Not all traditional car manufacturers are equally ill-prepared for the electric transformation and some are even making good sales from their EV ranges. The company with the third-highest number of hybrid cars is in fact the Volkswagen Group (which, apart from VW also incorporates Skoda and Seat and high-end brands like Bentley and Porsche). For fully electric vehicles though, the group tails behind Tesla and Asian carmakers – mainly Chinese. One of these (SAIC-GM-Wuling) is a joint venture between American giant General Motors and two Chinese companies. Manufacturers such as Ford, General Motors itself, Toyota, Honda and Stellantis which are the largest producers of petrol and diesel cars are remarkably absent from the list.
This is not to say that they do not produce EVs – most of them do, but rather that they have failed to dent the market dominance of Tesla, BYD (a Chinese manufacturer), SAIC and the Volkswagen Group. The German-headquartered group stands out as the only of the traditional leading car manufacturers that is doing well on the EV front.
This begs the question of what will happen to the likes of Ford and Toyota when sales of new petrol and diesel cars are banned. Among entry-level models, there appears to be more room for competition and this will perhaps prove to be the saving grace for them.
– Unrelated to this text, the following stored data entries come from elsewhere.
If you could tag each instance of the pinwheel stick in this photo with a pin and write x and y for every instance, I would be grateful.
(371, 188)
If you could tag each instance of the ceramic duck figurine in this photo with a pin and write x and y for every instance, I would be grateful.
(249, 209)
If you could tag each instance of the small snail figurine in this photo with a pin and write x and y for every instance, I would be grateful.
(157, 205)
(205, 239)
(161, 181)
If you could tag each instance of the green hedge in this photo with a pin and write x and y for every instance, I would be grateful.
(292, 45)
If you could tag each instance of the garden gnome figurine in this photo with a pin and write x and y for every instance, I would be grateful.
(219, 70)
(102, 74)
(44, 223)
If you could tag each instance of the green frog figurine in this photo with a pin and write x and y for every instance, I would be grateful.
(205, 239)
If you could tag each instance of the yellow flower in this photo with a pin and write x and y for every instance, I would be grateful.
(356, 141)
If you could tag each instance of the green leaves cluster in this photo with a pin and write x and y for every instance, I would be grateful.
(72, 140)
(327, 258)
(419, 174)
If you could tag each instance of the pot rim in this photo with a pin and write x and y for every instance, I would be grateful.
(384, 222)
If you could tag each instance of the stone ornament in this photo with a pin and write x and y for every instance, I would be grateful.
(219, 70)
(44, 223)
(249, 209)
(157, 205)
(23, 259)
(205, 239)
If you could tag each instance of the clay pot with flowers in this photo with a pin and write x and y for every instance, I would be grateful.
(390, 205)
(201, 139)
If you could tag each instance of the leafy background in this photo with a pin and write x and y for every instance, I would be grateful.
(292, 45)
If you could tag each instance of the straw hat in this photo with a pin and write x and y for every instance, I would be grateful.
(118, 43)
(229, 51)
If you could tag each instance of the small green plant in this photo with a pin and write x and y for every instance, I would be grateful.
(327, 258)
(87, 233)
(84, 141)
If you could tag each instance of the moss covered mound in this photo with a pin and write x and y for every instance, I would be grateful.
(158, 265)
Among top and mid-range products though, Tesla looks set to remain the market leader.
Things could still turn out quite differently. If EVs get serious competition from hydrogen, the future would look less bright for Tesla – and more positive for traditional manufacturers, if they were to adapt quickly to producing the new engine types. Alongside hydrogen sits green diesel, which has the advantage of being useable in normal diesel engines. With the impending ban on fossil fuel engines though, this is not an actual advantage. Readers in Sweden may remember bioethanol or E85 fuel, which was hailed as the future of green driving in the early 2000s. Despite the government ordering fuel stations to install E85 pumps, there was no significant uptake in E85 car ownership.
The future may, then, be electric, hydrogenous or something altogether different. What do you think your car will run on in ten years? And which make will it be?